HORAK: Yes. Got some of them here on the wall behind me. I started painting portraits in 2011. A friend of mine had seen me on stage and had known me for years and then had saw me out in the street with a white cane and thought, “There’s some disconnect here. What’s up with Bruce’s eyes?” and thought maybe that’s something had happened recently. I said, “No, it’s actually always been this way. I don’t see the way that you do.” I started painting portraits initially as a way to interpret my own vision and share that with friends and family.
Then it just evolved into this series, and I thought, “Well, I’m going to try to paint 1,000 of them. I’m going to sit with 1,000 different people and paint and see if I can really capture how it is that I see.” It’s changed from that because what I’ve discovered over the course of it is that, the portrait sittings themselves are these really wonderful connection times. I get to meet new people and have these incredible conversations and oftentimes beautiful insights. Then I get to capture that time on 8×10 canvas and acrylic paint. It’s really a passion of mine.
The pandemic has made it even more extraordinary because I can do it over Zoom now. I sat with people all over the world. It used to be that someone would come by my studio, and we’d have a couple of hours together. Now, I can do it with people in Hungary and down in the U.S. and all over the world. It’s a real passion.
KAPLAN: Can you share any details about the sets or uniforms that we might not be able to tell from the show? What’s it like to be aboard the Enterprise?
HORAK: What can I share about the sets and costumes? One detail that I don’t know that everyone’s picking up on, or maybe it’s so subtle, but on the shirts themselves, in the patterns, there’s the little insignia depending on your division. I’m an engineer so the image for the engineer is a little almost like a circle. I don’t know if you can get your HD and zoom in but on my shirt, that tiny little symbol, it looks like just ridges on the shirt, but it’s actually tiny like every single one of them, and depending on which department you’re in, that’ll be the little tiny stitches. It’s just the detail is amazing. It’s amazing.

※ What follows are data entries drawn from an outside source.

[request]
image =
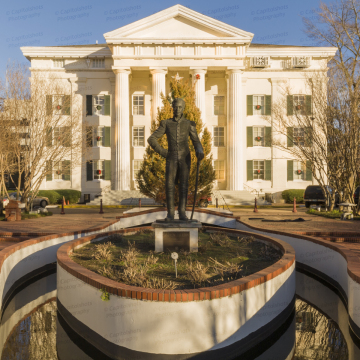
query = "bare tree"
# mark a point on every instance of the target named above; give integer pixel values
(338, 26)
(44, 133)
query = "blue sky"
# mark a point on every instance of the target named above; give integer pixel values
(48, 23)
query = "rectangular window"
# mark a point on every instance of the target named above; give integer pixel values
(99, 136)
(138, 105)
(299, 104)
(219, 136)
(259, 167)
(57, 169)
(259, 104)
(259, 136)
(299, 137)
(299, 170)
(219, 105)
(99, 104)
(219, 167)
(58, 63)
(99, 63)
(139, 136)
(136, 167)
(98, 169)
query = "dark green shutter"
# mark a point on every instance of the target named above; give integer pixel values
(308, 136)
(88, 105)
(267, 104)
(48, 104)
(250, 170)
(267, 169)
(49, 136)
(308, 104)
(49, 171)
(107, 141)
(107, 105)
(249, 138)
(66, 136)
(66, 104)
(249, 105)
(308, 170)
(290, 105)
(290, 170)
(89, 136)
(89, 174)
(107, 167)
(290, 136)
(268, 136)
(66, 170)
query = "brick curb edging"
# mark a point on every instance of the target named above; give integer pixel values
(139, 293)
(353, 263)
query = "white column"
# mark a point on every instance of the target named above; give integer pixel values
(236, 136)
(199, 89)
(122, 130)
(158, 87)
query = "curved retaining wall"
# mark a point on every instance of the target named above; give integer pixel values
(218, 322)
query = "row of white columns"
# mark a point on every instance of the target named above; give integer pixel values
(121, 143)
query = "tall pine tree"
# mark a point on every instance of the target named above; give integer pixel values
(151, 177)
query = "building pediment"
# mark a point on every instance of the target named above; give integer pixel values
(178, 24)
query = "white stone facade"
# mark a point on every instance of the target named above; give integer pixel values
(136, 65)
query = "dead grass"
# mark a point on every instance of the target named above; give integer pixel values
(131, 259)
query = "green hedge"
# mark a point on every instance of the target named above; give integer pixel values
(70, 195)
(290, 194)
(55, 196)
(52, 195)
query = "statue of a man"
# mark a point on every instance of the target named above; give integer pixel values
(178, 159)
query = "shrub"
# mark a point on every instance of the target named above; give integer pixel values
(52, 195)
(70, 195)
(290, 194)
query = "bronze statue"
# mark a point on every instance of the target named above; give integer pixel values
(178, 159)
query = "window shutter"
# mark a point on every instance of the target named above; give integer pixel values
(107, 141)
(308, 136)
(89, 136)
(250, 137)
(49, 170)
(308, 171)
(49, 137)
(290, 170)
(290, 105)
(249, 105)
(66, 136)
(250, 170)
(88, 105)
(107, 105)
(267, 169)
(267, 104)
(48, 104)
(89, 174)
(268, 136)
(308, 104)
(107, 167)
(290, 136)
(66, 170)
(66, 104)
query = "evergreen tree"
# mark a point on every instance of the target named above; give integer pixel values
(151, 177)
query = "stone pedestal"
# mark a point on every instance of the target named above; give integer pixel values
(176, 235)
(12, 211)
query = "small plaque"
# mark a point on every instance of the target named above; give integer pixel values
(176, 240)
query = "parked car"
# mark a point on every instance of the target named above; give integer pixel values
(41, 201)
(314, 195)
(356, 195)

What is it like to walk onto the Enterprise? It was a dream. It was absolutely a dream. I did my camera test so the first set that I actually walked onto was the bridge. I just wanted to sit in the chair so bad. I didn’t, and then it’s funny too, because I got so close a couple of times, and I walked by and at one point I just reached out to touch it. Wow, I just need to know that this is real. It’s like, “No, I need to know that this is actually real.” Like my hand isn’t going to go through and I’m not just going to wake up and they’re going to be like, “Haha, got you.”
No, this is the real thing, and wow what a dream. That little 12-year-old me is jumping up and down and doing high kicks which I can’t do as much anymore because I’m getting older, or, my chiropractor says I should do way less scissor kicking.
New episodes of Star Trek: Strange New Worlds are available for streaming Thursdays on Paramount+.